Set in 1999, the play tells the story of Harlem resident and African-American Columbia University student Othello, who is in the process of divorcing his black wife to marry a white woman. Most of the play is about the anxiety and anger wife Billie feels about not just being abandoned, but abandoned for a white woman.
Set designer Eric Flatmo has contributed serious magic to this Peninsula production. His Harlem apartment kitchen captures the New York look very well, with yellow walls, orange and purple floor linoleum, and a mix of older and newer fixtures and furniture.
Periodically, designer Flatmo's set rotates on a large turntable, converting to a blacksmith's shop in 1860 or a Harlem vaudeville theater backstage in 1928. These scenes appear to be dreams and nightmares that Billie is having.
"Harlem Duet" is part chick play (love and romance), part African-American history and part revenge story.

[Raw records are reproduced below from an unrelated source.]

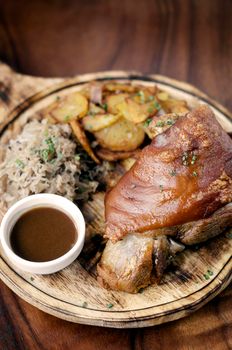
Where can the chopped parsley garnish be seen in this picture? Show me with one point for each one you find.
(141, 95)
(170, 122)
(77, 157)
(173, 173)
(67, 118)
(147, 122)
(194, 158)
(157, 105)
(109, 306)
(92, 113)
(208, 274)
(20, 163)
(160, 124)
(150, 109)
(47, 154)
(185, 159)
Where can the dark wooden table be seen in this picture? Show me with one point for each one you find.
(186, 40)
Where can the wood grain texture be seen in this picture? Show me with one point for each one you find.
(187, 40)
(63, 294)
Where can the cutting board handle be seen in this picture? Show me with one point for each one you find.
(15, 88)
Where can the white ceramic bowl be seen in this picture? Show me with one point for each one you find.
(42, 200)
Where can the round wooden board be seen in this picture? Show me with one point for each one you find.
(74, 294)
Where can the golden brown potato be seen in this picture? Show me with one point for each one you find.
(70, 107)
(113, 86)
(128, 163)
(81, 137)
(113, 156)
(138, 112)
(156, 125)
(99, 121)
(113, 101)
(121, 136)
(172, 105)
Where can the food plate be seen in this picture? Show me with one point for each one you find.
(74, 294)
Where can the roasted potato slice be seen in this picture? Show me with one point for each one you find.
(81, 137)
(156, 125)
(113, 101)
(113, 87)
(68, 108)
(94, 109)
(99, 121)
(113, 156)
(121, 136)
(96, 92)
(172, 105)
(135, 112)
(128, 163)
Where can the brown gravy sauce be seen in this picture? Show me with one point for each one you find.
(43, 234)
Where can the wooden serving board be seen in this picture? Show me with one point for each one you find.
(73, 294)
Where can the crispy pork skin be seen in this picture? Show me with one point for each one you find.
(202, 230)
(184, 175)
(127, 264)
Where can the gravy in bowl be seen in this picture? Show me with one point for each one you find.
(43, 234)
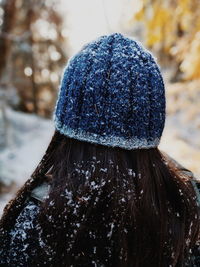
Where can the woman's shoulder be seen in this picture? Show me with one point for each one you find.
(195, 182)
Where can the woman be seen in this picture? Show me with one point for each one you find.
(103, 194)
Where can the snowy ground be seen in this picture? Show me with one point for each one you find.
(29, 136)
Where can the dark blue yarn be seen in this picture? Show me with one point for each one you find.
(112, 93)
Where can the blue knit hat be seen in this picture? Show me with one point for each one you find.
(112, 93)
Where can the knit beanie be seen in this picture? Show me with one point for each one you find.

The name Othello references Shakespeare's play, and offers the notion that Billie is the black wife that Othello had before abandoning her to marry Desdemona. Though playwright Sears borrows some language from Shakespeare, the connection to Shakespeare's play turns out not to be that strong.

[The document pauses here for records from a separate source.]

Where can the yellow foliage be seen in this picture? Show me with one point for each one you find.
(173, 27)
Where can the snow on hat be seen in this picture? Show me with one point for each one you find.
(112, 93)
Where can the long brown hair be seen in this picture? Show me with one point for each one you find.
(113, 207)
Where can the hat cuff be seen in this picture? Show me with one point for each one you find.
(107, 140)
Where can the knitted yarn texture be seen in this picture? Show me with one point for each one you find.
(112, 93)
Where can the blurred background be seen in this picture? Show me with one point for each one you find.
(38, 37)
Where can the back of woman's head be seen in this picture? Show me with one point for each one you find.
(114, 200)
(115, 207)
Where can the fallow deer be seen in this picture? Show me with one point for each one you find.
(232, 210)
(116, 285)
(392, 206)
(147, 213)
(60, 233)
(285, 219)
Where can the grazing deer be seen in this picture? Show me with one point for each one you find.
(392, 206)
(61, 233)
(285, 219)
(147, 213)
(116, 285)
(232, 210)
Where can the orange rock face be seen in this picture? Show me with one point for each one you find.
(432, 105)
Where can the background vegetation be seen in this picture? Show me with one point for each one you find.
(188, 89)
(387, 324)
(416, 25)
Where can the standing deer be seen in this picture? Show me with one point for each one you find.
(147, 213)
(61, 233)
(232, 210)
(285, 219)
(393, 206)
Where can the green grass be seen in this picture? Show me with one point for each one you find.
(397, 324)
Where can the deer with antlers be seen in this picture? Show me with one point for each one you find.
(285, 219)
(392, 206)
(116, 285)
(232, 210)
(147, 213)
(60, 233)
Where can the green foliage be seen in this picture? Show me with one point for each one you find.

At the core of "Harlem Duet" is Billie's accusation that Othello is abandoning black women, the black race and his black identity. Columbia student Othello counters that he is moving beyond his blackness to his humanness.

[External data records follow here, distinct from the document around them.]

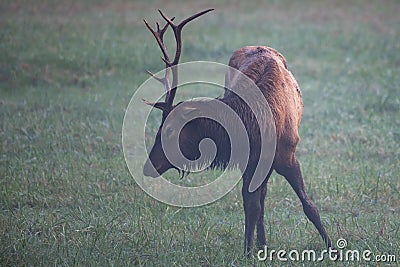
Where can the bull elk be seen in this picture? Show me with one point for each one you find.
(267, 68)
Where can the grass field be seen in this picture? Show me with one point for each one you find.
(68, 70)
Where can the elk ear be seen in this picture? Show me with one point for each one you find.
(158, 105)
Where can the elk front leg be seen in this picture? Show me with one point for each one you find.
(293, 175)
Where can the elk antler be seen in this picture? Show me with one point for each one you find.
(159, 36)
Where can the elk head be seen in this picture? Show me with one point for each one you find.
(157, 163)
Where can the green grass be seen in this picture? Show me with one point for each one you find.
(68, 70)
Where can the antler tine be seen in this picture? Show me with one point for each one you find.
(178, 29)
(161, 80)
(159, 35)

Under the pressure of debate, he admits that he finds white women easier to live with than black women, who want him to be the target of centuries of their anger.
The main limitation of "Harlem Duet" is a shortage of story. It replaces story with didactic social observations. The character of Billie is also problematical. Her strong political positions deteriorate into socio-pathology, creating an uncertainty about who she is that weakens her as a dramatic force.
A final scene about personal values of love and hate introduces huge themes at the last moment, almost as an afterthought, but doesn't allow them adequate opportunity to develop. A key concluding plot point is left for the audience to guess at.
As the director, playwright Sears opens the show with a beautiful dream, as the actors slowly assemble on stage to the distant sound of Martin Luther King's famous speech. Soon a handkerchief (that false betrayal motif in Shakespeare's play) floats slowly from the rafters down onto the stage.
Sears has cast the show well, with a mix of student and professional performers. Aleta Hayes is one of the pros as Billie's friend and landlady, although she plays a woman perpetually on an unsuccessful hunt for a man, which seems off-key for her smart and prosperous character.
The other performers include Olivia Harewood (Billie), Douglas A. Jones Jr. (Othello), Tracy Oliver and Donell Hill. When sitting at the kitchen table and facing away from the audience, the student performers need to project more loudly.
At the side of the stage, a cellist (Jason Robinson) and upright bassist (Kurt Loidl and Tim Wang in alternating performances) give the show a moody, effective live acoustic soundtrack.
Despite its limitations, "Harlem Duet" is a thought-provoking show, and a rare chance to see a play of some note, which won a major Canadian award, but which has not been performed before on the West Coast.